75-letni amerykański programista i przedsiębiorca John McAfee zmarł w środę w więzieniu w Barcelonie w rezultacie samobójstwa - wynika z autopsji przeprowadzonej przez hiszpańskie władze sądownicze, na które powołuje się w poniedziałek madrycki dziennik “El Pais”.
Według stołecznej gazety, przywołującej anonimowe źródło w hiszpańskim wymiarze sprawiedliwości, zlecona przez sędziego autopsja wykazała, że McAfee zmarł wskutek powieszenia.

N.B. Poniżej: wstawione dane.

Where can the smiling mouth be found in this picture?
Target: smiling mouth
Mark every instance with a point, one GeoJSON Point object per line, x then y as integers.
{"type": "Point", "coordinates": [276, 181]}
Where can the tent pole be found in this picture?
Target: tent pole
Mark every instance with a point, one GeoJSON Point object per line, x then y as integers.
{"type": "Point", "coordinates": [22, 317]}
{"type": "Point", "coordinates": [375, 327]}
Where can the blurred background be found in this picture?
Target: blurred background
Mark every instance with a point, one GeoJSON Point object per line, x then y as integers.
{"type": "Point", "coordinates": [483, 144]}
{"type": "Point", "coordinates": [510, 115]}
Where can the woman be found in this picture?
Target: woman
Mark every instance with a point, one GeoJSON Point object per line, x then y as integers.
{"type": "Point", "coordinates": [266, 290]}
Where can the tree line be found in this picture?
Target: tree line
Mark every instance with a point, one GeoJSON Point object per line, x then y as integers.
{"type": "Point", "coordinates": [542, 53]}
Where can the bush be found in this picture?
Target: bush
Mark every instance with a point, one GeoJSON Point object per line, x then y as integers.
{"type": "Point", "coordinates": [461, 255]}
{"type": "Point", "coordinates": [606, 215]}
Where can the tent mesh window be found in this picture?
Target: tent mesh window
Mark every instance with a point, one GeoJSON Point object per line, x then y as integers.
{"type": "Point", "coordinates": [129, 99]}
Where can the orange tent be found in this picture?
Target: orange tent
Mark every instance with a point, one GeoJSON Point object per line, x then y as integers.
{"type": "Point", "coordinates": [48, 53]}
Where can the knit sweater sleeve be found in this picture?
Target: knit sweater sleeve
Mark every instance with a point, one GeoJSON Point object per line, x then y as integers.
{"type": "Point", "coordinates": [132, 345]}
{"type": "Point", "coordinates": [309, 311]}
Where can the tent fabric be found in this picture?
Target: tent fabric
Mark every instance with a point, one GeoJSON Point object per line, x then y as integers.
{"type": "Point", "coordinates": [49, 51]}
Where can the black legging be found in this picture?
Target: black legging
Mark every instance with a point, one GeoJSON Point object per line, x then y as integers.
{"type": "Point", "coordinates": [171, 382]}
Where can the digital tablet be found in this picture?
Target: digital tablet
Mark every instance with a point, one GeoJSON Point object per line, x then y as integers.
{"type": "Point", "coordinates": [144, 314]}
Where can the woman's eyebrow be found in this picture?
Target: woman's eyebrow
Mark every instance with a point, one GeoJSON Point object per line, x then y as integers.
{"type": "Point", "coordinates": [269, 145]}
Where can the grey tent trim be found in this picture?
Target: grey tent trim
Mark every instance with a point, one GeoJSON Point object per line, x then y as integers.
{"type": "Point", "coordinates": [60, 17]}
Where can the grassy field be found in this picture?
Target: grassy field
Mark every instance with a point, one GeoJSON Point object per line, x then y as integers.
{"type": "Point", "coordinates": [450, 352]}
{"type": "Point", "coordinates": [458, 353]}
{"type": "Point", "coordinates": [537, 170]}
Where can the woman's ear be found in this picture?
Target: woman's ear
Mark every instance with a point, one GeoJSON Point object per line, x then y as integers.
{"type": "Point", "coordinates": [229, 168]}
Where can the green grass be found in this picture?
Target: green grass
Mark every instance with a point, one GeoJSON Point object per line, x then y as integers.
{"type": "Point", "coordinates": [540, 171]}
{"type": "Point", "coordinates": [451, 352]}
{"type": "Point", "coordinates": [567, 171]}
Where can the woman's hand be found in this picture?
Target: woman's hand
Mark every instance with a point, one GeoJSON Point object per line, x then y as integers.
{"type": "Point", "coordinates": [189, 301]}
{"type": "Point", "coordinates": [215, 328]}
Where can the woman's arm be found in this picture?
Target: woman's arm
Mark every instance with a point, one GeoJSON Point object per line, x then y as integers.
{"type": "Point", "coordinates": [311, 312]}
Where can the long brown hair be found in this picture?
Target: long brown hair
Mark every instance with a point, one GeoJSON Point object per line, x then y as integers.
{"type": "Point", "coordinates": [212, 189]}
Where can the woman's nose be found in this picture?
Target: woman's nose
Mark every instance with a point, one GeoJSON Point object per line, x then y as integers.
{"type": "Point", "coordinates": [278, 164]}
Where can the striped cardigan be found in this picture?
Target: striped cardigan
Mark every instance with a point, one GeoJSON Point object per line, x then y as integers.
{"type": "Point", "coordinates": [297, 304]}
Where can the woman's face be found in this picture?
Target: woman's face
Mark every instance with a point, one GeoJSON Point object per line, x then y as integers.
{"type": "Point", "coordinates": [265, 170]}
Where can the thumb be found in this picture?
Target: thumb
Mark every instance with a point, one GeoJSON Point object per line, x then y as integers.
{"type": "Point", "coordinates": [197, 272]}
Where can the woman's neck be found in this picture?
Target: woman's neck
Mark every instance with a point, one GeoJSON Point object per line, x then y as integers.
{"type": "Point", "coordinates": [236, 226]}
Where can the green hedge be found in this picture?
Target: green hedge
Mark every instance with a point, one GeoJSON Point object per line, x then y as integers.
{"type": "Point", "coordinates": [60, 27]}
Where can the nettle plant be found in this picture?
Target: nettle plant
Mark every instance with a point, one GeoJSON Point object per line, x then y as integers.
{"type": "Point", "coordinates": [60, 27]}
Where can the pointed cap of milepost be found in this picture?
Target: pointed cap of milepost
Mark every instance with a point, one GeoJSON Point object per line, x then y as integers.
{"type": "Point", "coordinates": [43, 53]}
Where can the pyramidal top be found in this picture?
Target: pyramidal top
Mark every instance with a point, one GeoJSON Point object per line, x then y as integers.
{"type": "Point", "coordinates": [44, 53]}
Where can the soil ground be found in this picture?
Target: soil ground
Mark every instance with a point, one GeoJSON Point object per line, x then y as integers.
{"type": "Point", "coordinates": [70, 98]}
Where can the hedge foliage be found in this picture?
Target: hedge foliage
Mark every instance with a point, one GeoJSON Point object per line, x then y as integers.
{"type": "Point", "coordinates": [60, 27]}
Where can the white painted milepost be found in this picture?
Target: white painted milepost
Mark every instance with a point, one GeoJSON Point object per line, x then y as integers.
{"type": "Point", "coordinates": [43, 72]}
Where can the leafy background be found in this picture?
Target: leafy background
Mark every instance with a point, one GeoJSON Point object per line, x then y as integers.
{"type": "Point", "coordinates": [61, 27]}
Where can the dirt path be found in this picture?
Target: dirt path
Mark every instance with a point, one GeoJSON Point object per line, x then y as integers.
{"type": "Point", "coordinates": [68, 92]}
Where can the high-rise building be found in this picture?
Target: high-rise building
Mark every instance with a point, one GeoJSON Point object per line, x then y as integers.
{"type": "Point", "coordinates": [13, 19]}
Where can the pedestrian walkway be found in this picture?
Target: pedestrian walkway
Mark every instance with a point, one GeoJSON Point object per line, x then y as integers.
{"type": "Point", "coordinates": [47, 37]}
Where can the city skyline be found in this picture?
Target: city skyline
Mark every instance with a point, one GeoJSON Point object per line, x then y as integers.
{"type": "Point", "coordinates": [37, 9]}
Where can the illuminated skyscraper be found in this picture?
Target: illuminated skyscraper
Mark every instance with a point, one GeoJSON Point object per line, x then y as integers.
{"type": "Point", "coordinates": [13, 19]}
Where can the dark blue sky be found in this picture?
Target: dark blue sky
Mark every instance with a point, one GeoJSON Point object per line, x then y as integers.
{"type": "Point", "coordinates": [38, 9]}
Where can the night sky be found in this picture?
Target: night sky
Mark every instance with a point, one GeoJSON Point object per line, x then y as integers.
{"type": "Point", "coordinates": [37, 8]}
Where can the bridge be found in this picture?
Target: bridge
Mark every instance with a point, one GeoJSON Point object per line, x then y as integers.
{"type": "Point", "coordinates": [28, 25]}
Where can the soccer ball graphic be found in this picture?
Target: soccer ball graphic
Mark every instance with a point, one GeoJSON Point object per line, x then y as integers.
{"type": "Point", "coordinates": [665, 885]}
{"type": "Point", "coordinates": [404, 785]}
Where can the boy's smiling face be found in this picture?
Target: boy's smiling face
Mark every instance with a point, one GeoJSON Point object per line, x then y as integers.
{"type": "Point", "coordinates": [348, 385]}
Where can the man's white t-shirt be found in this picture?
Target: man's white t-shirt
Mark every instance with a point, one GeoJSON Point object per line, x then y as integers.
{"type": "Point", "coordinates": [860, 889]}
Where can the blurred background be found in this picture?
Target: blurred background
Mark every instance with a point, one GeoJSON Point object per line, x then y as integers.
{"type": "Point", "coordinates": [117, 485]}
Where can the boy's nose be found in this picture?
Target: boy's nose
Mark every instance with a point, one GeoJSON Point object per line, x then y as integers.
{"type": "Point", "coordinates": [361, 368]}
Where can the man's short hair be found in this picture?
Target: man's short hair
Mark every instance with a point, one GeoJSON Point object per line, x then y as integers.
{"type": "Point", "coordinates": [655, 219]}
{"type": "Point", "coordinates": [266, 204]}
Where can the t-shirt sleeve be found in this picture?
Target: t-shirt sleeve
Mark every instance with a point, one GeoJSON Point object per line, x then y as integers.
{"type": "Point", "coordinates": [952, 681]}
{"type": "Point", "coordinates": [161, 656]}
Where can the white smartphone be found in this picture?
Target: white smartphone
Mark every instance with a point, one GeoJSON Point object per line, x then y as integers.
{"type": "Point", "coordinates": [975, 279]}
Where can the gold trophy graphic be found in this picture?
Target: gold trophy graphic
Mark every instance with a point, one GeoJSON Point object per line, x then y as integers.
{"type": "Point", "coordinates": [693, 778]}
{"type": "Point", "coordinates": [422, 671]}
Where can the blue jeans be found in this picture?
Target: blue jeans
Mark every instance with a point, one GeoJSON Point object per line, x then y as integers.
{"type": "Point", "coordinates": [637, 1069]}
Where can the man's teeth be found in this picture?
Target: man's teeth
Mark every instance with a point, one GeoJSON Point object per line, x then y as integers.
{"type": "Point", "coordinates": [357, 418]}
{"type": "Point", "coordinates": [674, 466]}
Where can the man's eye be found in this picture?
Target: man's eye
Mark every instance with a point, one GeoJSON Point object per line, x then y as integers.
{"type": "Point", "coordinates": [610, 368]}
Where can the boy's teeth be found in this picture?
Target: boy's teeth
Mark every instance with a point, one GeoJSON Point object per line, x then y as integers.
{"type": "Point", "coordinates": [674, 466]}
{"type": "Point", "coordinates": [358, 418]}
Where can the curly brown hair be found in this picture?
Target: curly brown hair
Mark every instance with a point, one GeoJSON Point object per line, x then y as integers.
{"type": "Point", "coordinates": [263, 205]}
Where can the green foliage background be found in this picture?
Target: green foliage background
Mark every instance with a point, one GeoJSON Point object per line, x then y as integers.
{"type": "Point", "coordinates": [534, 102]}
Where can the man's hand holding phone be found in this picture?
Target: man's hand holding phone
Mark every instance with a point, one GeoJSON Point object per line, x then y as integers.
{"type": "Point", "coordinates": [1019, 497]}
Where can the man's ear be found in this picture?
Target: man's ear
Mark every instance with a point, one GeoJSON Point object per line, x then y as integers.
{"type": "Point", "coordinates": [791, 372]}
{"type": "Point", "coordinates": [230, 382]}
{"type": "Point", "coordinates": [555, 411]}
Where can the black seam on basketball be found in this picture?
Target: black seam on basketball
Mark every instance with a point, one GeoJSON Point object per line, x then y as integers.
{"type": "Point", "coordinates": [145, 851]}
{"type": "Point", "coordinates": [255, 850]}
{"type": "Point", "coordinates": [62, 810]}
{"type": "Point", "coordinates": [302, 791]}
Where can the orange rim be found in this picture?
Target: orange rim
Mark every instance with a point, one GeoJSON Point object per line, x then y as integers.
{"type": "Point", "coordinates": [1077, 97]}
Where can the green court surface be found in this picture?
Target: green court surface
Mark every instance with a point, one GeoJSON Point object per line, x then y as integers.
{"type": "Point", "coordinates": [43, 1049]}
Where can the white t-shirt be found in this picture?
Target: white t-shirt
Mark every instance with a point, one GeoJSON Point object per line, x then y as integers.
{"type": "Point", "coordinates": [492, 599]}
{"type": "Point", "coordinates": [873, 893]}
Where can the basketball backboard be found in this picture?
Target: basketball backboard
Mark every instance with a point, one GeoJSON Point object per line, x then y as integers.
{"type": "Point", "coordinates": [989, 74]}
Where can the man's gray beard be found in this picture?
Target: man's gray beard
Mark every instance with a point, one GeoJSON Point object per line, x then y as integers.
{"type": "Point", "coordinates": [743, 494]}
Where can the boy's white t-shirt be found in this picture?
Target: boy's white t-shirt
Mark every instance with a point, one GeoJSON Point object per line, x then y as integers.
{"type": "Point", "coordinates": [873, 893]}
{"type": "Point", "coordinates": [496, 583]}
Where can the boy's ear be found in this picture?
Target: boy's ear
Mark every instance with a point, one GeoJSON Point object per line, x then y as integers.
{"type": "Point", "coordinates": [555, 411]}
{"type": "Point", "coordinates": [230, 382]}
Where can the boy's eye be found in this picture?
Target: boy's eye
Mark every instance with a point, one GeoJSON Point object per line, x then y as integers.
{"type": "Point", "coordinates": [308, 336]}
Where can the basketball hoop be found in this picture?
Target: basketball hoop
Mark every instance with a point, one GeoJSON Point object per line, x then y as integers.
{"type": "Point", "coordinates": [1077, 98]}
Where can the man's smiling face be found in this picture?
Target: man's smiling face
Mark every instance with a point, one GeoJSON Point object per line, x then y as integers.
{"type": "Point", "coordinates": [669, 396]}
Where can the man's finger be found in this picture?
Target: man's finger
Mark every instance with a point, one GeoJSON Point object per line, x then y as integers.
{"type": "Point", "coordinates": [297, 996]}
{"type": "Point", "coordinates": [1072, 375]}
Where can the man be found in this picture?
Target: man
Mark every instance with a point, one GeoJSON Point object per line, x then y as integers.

“El Pais” wskazał, że już krótko po śmierci McAfee'ego jego żona Janice ogłosiła, że rodzina zamówi drugą autopsję, którą mają wykonać niezależni patologowie.
Odnotował, że wdowa po amerykańskim programiście odwiedziła w piątek więzienie Brians 2, w którym osadzony był McAfee. Następnie podczas spotkania z mediami ogłosiła, że jej małżonek nie miał skłonności samobójczych, a winą za jego śmierć obciążyła USA.
Amerykański programista został znaleziony martwy w swojej celi w więzieniu w Barcelonie tego samego dnia, kiedy hiszpański sąd zgodził się na jego ekstradycję do USA. Amerykańska prokuratura federalna zarzucała McAfee'emu unikanie płacenia podatków, odmawianie składania deklaracji podatkowych oraz ukrywanie majątku. W sumie groziło mu do 30 lat więzienia.
McAfee znajdował się w areszcie od października 2020 r., kiedy został zatrzymany na lotnisku w Barcelonie.